CDA Immunity Does Not Shield Employer From Liability for Employees' Online Activity, Court Rules
As "provider[s]" of an "interactive computer service," websites and ISPs can generally claim immunity under section 230(c)(1) of the Communications Decency Act (CDA) from suits based on content provided by a third party. Despite the statute's apparently broad scope, however, a federal court in Tennessee recently held that the CDA does not immunize a company against a former employee's claim that the company had created a "hostile work environment," in violation of Title VII of the Civil Rights Act, by permitting her coworkers to view pornography on a workplace computer. In Avery v. Idleaire Technologies Corp., the defendant company moved for summary judgment, contending that section 230 "by its own terms ... prohibits any federal or state claim that seeks to hold an employer that provides computer systems to its employees for use on the job from being held liable based upon the content of the information ‘provided by another information content provider.'" The court rejected the company's argument, noting only that it was "not aware of any federal case in the country that has applied this Act in such a manner" and pointing out that the company had "cite[d] no authority" supporting its position. In fact, at least one state court has gone the other way. Regardless, the Avery decision is another instance of what seems to be a nascent trend towards narrower interpretation of section 230's protections.
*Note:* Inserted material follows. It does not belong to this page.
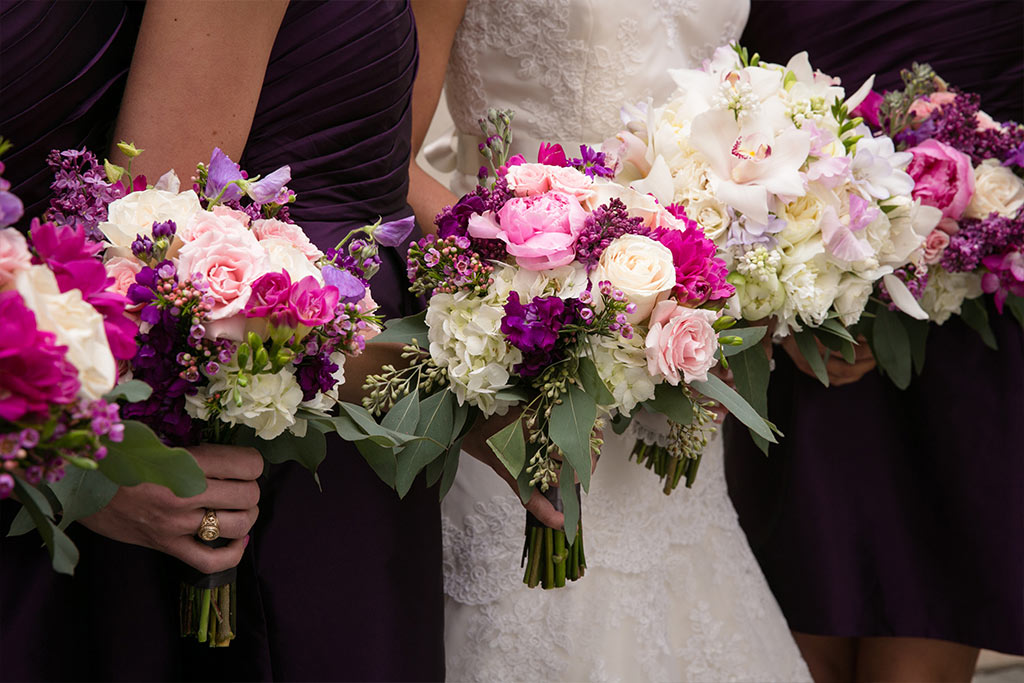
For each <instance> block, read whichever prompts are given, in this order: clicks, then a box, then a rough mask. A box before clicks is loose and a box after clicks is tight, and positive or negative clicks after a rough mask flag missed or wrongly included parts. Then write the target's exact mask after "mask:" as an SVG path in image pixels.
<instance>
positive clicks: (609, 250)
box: [591, 234, 676, 325]
mask: <svg viewBox="0 0 1024 683" xmlns="http://www.w3.org/2000/svg"><path fill="white" fill-rule="evenodd" d="M591 280H592V281H593V282H594V283H600V282H602V281H605V280H606V281H608V282H609V283H611V286H612V287H614V288H616V289H620V290H622V291H623V293H624V294H625V295H626V297H627V298H628V299H629V301H630V303H633V304H635V305H636V307H637V309H636V311H635V312H633V313H632V314H631V315H628V316H627V317H629V321H630V323H632V324H634V325H635V324H637V323H640V322H642V321H646V319H647V318H648V317H650V312H651V311H652V310H653V309H654V305H655V304H657V302H658V301H664V300H665V299H667V298H668V297H669V294H670V293H671V292H672V288H673V287H675V286H676V266H675V264H674V262H673V259H672V251H671V250H670V249H669V248H668V247H666V246H665V245H663V244H662V243H659V242H656V241H654V240H651V239H650V238H647V237H644V236H641V234H624V236H622V237H621V238H617V239H616V240H614V241H613V242H612V243H611V244H609V245H608V247H607V249H605V250H604V253H603V254H601V260H600V261H599V262H598V265H597V267H596V268H594V271H593V272H592V273H591Z"/></svg>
Will FBI's Audit Of NSL Use Mean Trouble For Communications Carriers?
According to news reports, an internal FBI audit has revealed that the misuse of National Security Letters (NSLs) was more widespread than suggested in a March report by the Department of Justice Inspector General ("IG"). The report found that the FBI repeatedly violated the law, Attorney General Guidelines, and internal FBI procedures in its use of NSLs -- essentially administrative subpoenas that the FBI can use, without having to go to a court or a grand jury, to obtain a wide variety of customer records from telecoms, Internet service providers, financial institutions, and credit agencies. Although not yet complete, the FBI's recent audit, which involved a larger sample than the IG's investigation, has reportedly found that the majority of the violations were rooted not in FBI agents' errors, but in telecoms' and email providers’ provision of more information than requested in the NSLs, or than the FBI was authorized to obtain. If confirmed in the final audit, this finding could mean legal trouble for some communications companies, which might face suits for alleged violations of the Electronic Communications Privacy Act and possibly other laws. Given the renewed scrutiny that this new audit will bring, companies that regularly receive NSLs or other government requests for information should review their internal practices and procedures to ensure that their responses to the government are appropriate and lawful.
FCC Extends Comment Deadlines on CALEA Petition
As we reported last month, on May 15, 2007 -- just one day after the deadline for broadband Internet access and interconnected VoIP providers to comply with the Communications Assistance for Law Enforcement Act ("CALEA") -- the Department of Justice filed a petition with the Federal Communications Commission alleging certain deficiencies in the recently published CALEA standard J-STD-025-B. At the request of CTIA and the Telecommunications Industry Association, the FCC has now extended the comment period to July 25 for initial comments and September 25 for reply comments.